Development of Analytical Data Record: So for churn problem we need to build up an analytical data record; which is a customer level data set which will help me build models. So, the data engineer as well as the data scientists are going to build the data together. This tasks acquisition of the data quality assessment, Creation of the features integration of the lakes-merge with the data warehouse, data dictionaries, and metadata management.
Deployment of Analytical Solution Framework: They create the data pipelines to automate end-to-end solution MLOPs. They are creating the scaling and automations in the data to ensure that the codes are configurable and deployable and using parameter driven batch codes. Performing feature engineering based on use cases and applying meta data management.
What is a Customer360?
This is the output that the data engineer will produce for the purpose of model which is an analytical data record. A customer 360 is a view of the customer by which all the possible attributes of a customer are brought together under one platform like financial usage, service products, channel, etc.

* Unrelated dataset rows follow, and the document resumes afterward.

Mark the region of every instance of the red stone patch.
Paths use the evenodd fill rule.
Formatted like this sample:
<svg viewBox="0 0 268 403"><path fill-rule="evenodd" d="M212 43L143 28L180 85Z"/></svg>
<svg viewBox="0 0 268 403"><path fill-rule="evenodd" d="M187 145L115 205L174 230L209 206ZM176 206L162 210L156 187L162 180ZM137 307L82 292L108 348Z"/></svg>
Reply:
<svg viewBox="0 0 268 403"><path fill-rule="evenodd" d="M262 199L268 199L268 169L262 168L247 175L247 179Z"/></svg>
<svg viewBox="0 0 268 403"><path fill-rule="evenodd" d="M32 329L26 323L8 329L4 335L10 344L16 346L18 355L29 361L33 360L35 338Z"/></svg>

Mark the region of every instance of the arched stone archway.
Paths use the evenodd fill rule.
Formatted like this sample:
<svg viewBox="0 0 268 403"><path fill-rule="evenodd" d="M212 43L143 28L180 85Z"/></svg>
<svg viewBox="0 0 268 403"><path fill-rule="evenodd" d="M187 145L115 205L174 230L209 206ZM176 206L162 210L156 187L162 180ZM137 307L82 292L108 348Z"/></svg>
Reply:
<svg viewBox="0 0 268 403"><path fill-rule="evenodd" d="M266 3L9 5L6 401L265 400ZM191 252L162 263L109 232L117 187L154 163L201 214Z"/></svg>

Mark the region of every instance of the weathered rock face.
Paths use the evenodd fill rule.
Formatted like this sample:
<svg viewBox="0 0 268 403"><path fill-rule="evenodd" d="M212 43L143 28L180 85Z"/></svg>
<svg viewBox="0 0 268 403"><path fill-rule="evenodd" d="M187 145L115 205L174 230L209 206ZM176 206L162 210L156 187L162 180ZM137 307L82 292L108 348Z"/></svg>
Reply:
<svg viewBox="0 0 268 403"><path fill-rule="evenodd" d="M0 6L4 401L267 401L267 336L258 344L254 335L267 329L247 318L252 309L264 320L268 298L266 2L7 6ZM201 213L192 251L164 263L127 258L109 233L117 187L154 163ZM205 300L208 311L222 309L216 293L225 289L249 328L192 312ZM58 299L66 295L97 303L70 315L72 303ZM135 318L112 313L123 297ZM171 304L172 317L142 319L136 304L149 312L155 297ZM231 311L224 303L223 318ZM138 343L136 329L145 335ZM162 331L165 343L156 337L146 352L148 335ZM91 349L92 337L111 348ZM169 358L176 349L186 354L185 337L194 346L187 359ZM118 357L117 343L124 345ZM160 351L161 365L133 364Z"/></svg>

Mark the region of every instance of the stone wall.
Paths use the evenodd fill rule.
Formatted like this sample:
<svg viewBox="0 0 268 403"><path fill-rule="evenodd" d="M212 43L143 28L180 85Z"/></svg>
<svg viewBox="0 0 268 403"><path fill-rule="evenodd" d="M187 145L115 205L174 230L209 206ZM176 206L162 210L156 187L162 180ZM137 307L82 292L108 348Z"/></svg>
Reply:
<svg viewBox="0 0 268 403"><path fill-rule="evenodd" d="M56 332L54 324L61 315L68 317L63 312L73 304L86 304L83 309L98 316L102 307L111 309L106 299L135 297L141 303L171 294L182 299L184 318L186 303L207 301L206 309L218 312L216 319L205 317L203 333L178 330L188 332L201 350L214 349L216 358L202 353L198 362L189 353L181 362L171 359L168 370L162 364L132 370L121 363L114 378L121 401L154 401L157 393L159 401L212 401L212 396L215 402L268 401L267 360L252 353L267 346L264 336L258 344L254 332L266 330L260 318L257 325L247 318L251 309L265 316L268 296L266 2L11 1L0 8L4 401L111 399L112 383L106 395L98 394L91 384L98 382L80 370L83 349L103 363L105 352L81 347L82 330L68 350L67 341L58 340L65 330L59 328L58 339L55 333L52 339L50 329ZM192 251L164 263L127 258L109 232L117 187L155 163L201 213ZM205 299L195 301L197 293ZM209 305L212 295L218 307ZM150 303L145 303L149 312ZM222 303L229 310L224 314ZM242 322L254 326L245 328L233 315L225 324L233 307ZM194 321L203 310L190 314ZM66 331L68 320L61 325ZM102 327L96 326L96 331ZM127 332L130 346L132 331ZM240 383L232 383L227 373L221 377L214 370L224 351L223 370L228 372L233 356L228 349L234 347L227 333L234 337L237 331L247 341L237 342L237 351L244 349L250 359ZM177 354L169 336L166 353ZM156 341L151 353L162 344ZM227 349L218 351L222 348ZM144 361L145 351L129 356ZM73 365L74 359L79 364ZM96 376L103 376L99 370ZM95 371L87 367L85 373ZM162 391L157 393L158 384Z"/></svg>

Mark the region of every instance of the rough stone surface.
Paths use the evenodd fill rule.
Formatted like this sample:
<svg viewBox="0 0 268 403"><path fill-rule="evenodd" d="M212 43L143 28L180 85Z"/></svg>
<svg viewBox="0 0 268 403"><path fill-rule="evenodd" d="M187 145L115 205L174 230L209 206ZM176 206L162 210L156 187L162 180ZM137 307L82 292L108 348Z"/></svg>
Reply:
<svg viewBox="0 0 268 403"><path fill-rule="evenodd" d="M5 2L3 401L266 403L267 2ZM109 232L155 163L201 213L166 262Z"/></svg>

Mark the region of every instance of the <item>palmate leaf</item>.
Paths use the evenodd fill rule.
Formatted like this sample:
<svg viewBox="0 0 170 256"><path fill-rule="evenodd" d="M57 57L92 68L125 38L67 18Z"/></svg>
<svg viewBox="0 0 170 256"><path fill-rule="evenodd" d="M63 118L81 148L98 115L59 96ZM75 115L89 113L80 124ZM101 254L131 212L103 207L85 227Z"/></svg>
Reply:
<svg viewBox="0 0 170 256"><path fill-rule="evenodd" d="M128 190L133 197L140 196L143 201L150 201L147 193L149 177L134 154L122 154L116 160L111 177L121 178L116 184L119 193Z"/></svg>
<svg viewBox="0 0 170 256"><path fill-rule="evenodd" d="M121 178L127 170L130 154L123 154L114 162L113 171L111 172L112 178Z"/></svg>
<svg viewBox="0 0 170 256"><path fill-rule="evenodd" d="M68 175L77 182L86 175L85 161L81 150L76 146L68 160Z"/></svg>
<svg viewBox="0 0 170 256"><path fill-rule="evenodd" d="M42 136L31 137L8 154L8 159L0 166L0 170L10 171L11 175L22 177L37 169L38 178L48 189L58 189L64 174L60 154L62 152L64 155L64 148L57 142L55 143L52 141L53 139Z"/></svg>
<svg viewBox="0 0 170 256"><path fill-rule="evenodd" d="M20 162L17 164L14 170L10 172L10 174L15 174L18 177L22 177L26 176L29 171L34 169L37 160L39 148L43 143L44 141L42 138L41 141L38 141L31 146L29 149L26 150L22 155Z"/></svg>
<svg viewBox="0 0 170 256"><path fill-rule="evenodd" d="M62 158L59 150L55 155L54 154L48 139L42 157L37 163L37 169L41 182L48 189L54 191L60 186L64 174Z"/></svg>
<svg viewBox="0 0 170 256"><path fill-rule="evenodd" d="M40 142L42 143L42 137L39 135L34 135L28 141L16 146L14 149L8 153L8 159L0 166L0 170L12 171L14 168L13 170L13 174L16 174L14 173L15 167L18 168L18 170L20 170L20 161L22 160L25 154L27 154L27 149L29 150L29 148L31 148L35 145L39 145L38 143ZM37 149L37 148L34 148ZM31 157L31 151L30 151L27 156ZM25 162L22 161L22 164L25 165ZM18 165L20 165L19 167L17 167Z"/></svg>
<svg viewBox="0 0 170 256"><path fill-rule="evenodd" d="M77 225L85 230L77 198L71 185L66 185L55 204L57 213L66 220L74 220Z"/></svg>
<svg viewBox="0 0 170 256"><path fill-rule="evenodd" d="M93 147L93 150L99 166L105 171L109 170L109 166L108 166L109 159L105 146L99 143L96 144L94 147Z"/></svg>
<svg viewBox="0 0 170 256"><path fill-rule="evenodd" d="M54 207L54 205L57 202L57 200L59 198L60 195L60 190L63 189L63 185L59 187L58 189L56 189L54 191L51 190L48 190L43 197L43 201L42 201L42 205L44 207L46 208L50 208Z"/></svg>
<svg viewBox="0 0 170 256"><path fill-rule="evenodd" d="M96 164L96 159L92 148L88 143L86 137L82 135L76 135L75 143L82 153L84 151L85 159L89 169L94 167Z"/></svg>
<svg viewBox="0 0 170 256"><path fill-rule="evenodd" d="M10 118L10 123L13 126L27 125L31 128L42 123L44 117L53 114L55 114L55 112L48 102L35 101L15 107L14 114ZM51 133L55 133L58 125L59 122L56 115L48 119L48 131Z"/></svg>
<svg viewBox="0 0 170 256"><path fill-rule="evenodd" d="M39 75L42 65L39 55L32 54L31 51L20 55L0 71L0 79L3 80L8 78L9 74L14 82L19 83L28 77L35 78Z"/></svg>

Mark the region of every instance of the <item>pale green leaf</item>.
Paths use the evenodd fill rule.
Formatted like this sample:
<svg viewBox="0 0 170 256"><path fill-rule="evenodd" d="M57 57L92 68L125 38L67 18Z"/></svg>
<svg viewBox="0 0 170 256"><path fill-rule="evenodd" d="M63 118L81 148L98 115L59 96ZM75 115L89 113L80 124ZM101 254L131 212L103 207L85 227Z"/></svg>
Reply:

When we build these exhaustive customer records it has thousands and thousands of features that cater to many many different kinds of use cases and not just churn. Churn is just one of those.
From Diagnostics to AI problem- How Does the Problem Evolve?
EDA (Exploratory Data Analysis) – Know as much about the data at your disposal (Churn Problem)
We already defined what is a churn. Generally, if somebody stops their service it’s called a churn. But a churn could be a:
- Product churn or a relationship churn: If you are an atl customer you have many different products. You decided to stop the services of your post paid-that’s a product churn. But if you have stopped using service of all of the services-tv, broadband, etc that’s a relationship churn.
- Inactivity or a hard churn versus a soft churn: Somebody who is inactive for a long time may often be confused as a churn. Because that person is not doing anything. We might often predict that this person is not going to use my service any longer. But suddenly that person comes back, so, how do you differentiate between that. That is something that you need to understand clearly.
- Dealing with returning customers is the same point if a customer is inactive for a long time suddenly comes back. Do you want to call that customer as a churn.
- Voluntary versus Involuntary churn: Assume if you are telecom provider and decided to throw out someone yourself because he/she has been a very bad customer. That’s not a churn.
- Frauds and delinquents: So frauds are doing certain fraudulent activities. If they leave do you really want to call them as churn.
So all of these questions need to be answered. On this basis, we have three major aspects:
-
It has to be business aligned,
- and has to be clearly oriented with an outcome,
- and clearly quantified.
Assume that we have defined who is a churn in our data and we are now trying to answer each of these questions.
Testing Your Hypothesis
After knowing who is a churn. We’ll solve-why are customers leaving/unwilling to continue?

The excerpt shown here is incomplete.